Fort Sumter, 1,390 yards distant from Battery Gregg, prepared for siege, too. Brick and stone masonry “counterforts,” already built at each extremity of the esplanade as protection for the magazines, were now strengthened, and much of the remaining gorge exterior was sandbagged, or otherwise protected. The casemates on the right flank (“sea front”) were filled with sand, and the rooms on the gorge were filled with damp cotton bales laid in sand. The upper-tier magazines were abandoned and filled with sandbags to protect the magazines below. Protective revetments and defensive devices of various sorts were introduced at various points throughout the fort. During this period the garrison was host at frequent intervals to officers on leave, citizens of Charleston, and even many ladies, who came to see the scars of the April battle, to admire the drill, or to observe the preparations. At the end of June 1863, Fort Sumter was garrisoned with 5 companies (perhaps 500 men) of the First South Carolina Artillery, under the command of Col. Alfred Rhett. Its armament, meanwhile, had been reduced to 68 guns and mortars, many of the finest pieces having been removed to strengthen other fortifications about the harbor.

On the morning of July 10, 3,000 Union infantrymen, supported by the artillery on Folly Island and the guns of 4 monitors, descended on the southern end of Morris Island. Brig. Gen. Truman Seymour, a company commander at Fort Sumter 2 years before, commanded the assault. Within 4 hours, three-fourths of Morris Island was in his hands. Hopelessly outgunned and outmanned, the Confederate forces fell back to Battery Wagner. The guns of Fort Sumter helped to cover the retreat.

A “desperate” assault upon Wagner the following morning failed, though the parapet was briefly gained. General Gillmore established counterbatteries and tried again on the 18th. From noon until nightfall that day “without cessation or intermission,” Federal guns poured a “storm of shot and shell upon Fort Wagner ... perhaps unequalled in history”; then, some 6,000 troops assaulted—in the van, the 54th Massachusetts, “the first colored regiment of the North to go to war.” In a short savage struggle, Seymour’s force suffered 1,500 casualties. Though one angle of the fort was gained and held for a time, the attack was repulsed.

Thwarted in his plan to secure easy possession of Morris Island as a base for breaching operations against Fort Sumter, General Gillmore now determined to attempt that fort’s reduction from the ground already in his possession. Batteries Wagner and Gregg would be taken by protracted siege operations. At Fort Sumter, removal of guns and ammunition continued apace. Anticipating that Sumter was “liable to be silenced sooner or later,” and fearing attack at other points about the harbor, the Confederate authorities husbanded their resources. By mid-August, Fort Sumter’s armament was reduced to a safe minimum of 38 guns and 2 mortars.

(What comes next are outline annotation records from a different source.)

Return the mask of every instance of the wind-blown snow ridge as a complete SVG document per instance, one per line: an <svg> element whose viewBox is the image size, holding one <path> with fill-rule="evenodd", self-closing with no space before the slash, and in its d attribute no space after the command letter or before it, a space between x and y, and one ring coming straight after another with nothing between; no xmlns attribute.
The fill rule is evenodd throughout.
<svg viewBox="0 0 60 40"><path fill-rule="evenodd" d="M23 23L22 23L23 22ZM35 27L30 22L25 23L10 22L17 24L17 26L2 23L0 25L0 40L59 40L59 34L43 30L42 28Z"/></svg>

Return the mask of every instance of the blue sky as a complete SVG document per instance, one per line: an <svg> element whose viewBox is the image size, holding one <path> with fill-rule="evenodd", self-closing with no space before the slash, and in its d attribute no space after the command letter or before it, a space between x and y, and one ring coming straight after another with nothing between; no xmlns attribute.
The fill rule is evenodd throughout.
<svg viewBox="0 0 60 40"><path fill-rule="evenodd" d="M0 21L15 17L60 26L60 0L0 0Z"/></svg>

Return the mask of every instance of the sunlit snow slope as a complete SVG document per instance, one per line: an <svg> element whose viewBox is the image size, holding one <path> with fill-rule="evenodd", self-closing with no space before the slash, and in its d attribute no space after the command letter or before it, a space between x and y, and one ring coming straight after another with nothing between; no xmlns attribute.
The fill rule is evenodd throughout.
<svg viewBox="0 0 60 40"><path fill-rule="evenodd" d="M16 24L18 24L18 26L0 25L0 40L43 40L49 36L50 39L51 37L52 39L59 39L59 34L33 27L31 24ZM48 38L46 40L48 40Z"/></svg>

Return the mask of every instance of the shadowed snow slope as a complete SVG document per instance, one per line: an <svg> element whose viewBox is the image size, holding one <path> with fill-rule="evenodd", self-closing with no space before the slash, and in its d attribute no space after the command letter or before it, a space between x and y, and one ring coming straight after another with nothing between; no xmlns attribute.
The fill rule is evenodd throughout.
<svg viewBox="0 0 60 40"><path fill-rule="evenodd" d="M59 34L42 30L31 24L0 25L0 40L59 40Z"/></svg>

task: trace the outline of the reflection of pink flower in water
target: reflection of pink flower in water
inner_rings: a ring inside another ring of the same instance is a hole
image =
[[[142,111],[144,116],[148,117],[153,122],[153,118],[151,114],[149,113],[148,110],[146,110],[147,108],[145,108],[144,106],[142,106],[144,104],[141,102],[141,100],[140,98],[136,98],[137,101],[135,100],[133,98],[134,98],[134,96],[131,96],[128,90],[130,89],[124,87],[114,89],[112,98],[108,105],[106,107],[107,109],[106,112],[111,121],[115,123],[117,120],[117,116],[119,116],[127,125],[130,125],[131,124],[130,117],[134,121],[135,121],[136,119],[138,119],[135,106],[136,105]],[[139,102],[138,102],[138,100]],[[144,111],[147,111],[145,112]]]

At distances of 2 to 2½ miles from Fort Sumter—distances extraordinary for such operations—Gillmore set up eight batteries of heavy rifled cannon. In the marsh west of Morris Island, where the mud was “like liquid,” his engineers successfully emplaced a “200 pounder” to fire on Charleston; this was to be the notorious “Swamp Angel.”

The first great breach in Fort Sumter’s walls. Left Face interior, August 20, 1863. From an original photograph by G. S. Cook. Courtesy Mrs. T. R. Simmons, Charleston.

The First Great Bombardment of Fort Sumter

After some experimental firing starting August 12, the bombardment of Fort Sumter began in earnest on August 17. Nearly 1,000 shells were hurled at the fort that first day; nearly 5,000 more during the week following. Even at the end of the first day it was obvious that Fort Sumter was never intended to withstand “200 pound Yankee Parrotts.” Then, 3 days later, a 13-ton monster throwing 250-pound shells was added, making 18 rifled cannon in action. Because of the range involved, the fort could not reply to the land batteries, and the monitors presented themselves only fleetingly.

On the 21st, with the “Swamp Angel” in position, Gillmore demanded the evacuation of Fort Sumter and Morris Island, threatening direct fire on the city of Charleston. Gillmore’s ultimatum was unsigned, and General Beauregard was absent from his headquarters; but before confirmation could be secured, Gillmore had opened fire on the city. But little damage had been done when, on the 36th round, the “Swamp Angel” burst. Meanwhile, Beauregard had delivered an indignant reply. The bombardment of Fort Sumter continued.